To show ip addresses of all interfaces:
ip addr
To show ip addresses of all interfaces as json:
ip -j addr
To show ip addresses of all interfaces as json and only IPv4:
ip -j -4 addr
And the code, which can process the output of ip:
import json
import subprocess
import ipaddress


def get_networks():
    results = []
    stdout = subprocess.check_output(["ip", "-j", "addr"])
    # stdout is json data as raw bytes, no encoding here
    # json.loads can read str and bytes
    # and return a Python data type
    # in case of ip -j addr the outer structure is a list
    # and the elements in the list are Python dictionaries
    
    for interface in json.loads(stdout):
        for addr in interface["addr_info"] :
            label = addr.get("label", interface["ifname"])
            address = addr["local"]
            prefixlen = addr["prefixlen"]
            # broadcast = addr.get("broadcast", "")
            # creating a ip_interface object, which takes ip_address/prefixlen
            interface_addr = ipaddress.ip_interface(f"{address}/{prefixlen}")
            results.append((label, interface_addr))
    return results


result = get_networks()

print(result)
Output:
Output:
[('lo', IPv4Interface('127.0.0.1/8')), ('lo', IPv6Interface('::1/128')), ('eno1', IPv4Interface('192.168.0.2/24')), ('eno1', IPv6Interface('fe80::3e7c:3fff:fec2:76ce/64'))]
As you can see, the IP-Addresses are not str.
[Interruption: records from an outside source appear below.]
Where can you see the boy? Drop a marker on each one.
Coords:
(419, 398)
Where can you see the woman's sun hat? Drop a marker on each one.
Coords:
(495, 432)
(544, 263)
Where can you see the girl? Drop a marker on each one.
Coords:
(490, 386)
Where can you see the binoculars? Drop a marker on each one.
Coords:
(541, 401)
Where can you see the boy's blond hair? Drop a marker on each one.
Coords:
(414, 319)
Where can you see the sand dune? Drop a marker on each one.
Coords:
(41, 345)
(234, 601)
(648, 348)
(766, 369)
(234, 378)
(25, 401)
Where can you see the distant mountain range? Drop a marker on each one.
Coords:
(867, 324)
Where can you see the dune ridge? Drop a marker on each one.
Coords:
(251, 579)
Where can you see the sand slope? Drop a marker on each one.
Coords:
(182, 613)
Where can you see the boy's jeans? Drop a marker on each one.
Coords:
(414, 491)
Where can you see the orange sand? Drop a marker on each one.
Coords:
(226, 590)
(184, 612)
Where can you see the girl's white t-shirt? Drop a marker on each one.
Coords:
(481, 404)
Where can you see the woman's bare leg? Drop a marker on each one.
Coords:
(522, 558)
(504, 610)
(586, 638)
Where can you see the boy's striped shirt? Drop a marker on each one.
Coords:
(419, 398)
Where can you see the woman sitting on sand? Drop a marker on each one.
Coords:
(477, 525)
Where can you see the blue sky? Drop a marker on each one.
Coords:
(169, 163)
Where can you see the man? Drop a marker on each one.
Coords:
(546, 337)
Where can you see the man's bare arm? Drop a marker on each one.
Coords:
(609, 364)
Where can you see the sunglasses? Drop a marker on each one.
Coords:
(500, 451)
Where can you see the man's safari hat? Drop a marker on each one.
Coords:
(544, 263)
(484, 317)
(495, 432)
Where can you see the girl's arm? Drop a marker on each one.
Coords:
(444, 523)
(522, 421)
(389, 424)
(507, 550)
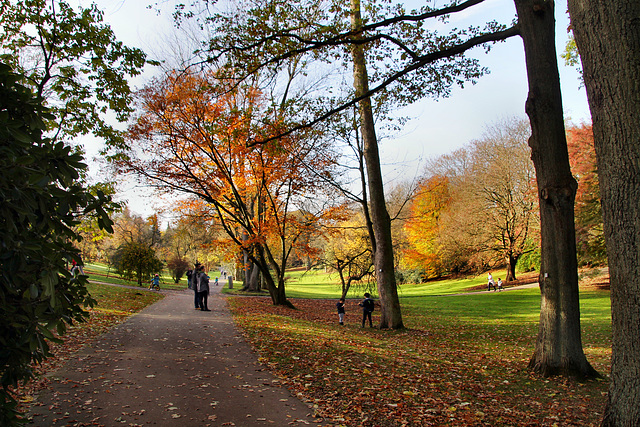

They are IPv4Interface and IPv6Interface obejcts.
An IPvxInterface has an IP-Address and a Netmask. An IPvxAddress is only the address without netmask.

If you just print the IPvXInterface object, it will show the text form, but in a list you always see the Representation of the objects. The benefit is, that you can do calculations with this objects. For example you can add 1 and you'll get the next possible Address of an IP-Interface/IP-Address.


If you want to be independent of the operating system, use the package netifaces.
Then you don't have to use regex and subprocess.
this is AIX not Linux, there is still a world beside linux.